Edit: I would get this for conditioning the car and battery in hot and cold weather alone.
 
I stand behind 7% dilution between now and 2020 as a reasonable guesstimate, although it could turn out to be too low or too high. I would not want to go lower between now and 2020, given the massive capital and OpEx needs over the next three years, including:
  • Finishing GF1 and 2
  • Ramping Model 3 to 500K/year by end of 2018 and then probably more
  • At least beginning construction on GFs 3, 4 and 5
  • Possibly beginning construction of addl GFs
  • Building out fast charging network, sales and service for automotive business
  • Alien Dreadnaught R&D
  • AP2/FSD R&D
  • Model Y R&D and production buildout
  • Semi R&D, production ramp
  • Buildout of entire Semi business, including fast charging, sales and service networks
  • More speculative but new music streaming service is probably first step in providing a media solution for FSD (so possible R&D or acquisition for things like video/interactive media/gaming)
  • Tesla Pickup R&D and production ramp
  • Solar Roof R&D, production ramp and development of sales, installation and service network
  • Development of TE sales, installation and service networks
With this ambitious agenda, I personally have no problem with dilution of 7% or even higher for the next three years.

Of course, if Tesla can get TE, Tesla Semi, Tesla Pickup, Model Y, Solar Roof and FSD up and running between now and 2020 (a very tall order), the SP could easily be a multiple of $1200, and dilution could be less than 7% afterwards since Tesla should be generating cash hand over fist.
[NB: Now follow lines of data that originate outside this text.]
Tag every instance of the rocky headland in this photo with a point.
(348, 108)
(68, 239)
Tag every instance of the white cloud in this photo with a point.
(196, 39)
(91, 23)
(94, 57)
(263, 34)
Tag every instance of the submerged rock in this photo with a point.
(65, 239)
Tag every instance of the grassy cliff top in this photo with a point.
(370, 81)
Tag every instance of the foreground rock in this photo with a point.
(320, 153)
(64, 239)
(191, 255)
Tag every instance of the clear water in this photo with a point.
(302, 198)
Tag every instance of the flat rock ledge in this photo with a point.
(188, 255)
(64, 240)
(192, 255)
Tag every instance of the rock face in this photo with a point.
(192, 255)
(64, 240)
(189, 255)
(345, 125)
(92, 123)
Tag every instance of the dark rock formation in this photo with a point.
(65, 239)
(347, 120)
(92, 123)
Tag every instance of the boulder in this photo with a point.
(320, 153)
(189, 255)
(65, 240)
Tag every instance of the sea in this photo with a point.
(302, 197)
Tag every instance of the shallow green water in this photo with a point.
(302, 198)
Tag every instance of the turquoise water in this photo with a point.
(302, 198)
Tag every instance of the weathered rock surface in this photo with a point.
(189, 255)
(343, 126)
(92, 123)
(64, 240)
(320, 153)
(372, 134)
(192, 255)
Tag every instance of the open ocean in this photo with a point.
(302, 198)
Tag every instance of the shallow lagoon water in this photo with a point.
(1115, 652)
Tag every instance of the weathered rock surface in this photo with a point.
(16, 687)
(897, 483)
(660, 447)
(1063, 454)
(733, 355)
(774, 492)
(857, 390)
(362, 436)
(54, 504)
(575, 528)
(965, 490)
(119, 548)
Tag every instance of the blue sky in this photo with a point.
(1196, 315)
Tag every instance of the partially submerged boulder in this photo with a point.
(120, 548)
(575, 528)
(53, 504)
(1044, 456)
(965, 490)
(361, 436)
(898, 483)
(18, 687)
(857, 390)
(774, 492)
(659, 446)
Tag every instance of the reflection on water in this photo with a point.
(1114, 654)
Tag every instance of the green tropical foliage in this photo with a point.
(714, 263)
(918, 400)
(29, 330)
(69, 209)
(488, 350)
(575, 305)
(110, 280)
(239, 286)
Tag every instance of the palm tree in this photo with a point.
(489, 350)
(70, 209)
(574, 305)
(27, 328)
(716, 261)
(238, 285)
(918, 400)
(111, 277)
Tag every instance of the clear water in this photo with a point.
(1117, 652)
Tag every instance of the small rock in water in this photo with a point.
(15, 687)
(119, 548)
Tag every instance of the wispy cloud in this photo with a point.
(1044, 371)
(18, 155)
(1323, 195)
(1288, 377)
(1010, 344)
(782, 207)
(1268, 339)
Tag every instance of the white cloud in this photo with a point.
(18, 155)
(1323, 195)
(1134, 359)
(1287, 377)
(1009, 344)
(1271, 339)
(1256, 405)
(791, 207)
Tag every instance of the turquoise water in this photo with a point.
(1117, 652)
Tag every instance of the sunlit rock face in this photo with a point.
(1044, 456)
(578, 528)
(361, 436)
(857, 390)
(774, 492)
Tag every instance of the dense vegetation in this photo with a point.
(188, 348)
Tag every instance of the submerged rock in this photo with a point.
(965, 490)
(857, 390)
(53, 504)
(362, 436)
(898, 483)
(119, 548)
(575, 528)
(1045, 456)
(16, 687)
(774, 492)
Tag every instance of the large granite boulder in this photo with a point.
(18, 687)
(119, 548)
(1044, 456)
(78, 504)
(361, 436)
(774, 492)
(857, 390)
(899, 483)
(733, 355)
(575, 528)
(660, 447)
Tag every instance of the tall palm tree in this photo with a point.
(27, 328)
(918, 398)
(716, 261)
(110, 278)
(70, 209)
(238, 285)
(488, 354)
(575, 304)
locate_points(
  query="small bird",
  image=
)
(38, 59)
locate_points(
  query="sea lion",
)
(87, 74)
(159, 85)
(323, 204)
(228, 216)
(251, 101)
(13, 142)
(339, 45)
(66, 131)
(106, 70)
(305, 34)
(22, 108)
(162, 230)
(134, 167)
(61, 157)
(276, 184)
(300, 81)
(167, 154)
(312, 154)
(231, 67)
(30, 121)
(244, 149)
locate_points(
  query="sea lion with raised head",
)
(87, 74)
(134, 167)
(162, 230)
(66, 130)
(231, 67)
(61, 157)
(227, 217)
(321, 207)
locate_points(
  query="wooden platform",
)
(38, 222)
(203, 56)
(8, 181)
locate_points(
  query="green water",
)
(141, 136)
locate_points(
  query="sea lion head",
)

In the past 4.5 years since I first invested, the market cap has gone up 20X but the SP a "mere" 12X due to dilution. If that happens again, it wouldn't bother me one little bit!

Once Tesla becomes GAAP profitable, gets added to SP500, and becomes substantially cashflow positive from operations, towards the end of 2018, it can easily raise lots of non-dilutive debt. I'll take the under on annual 7% dilution from here on out.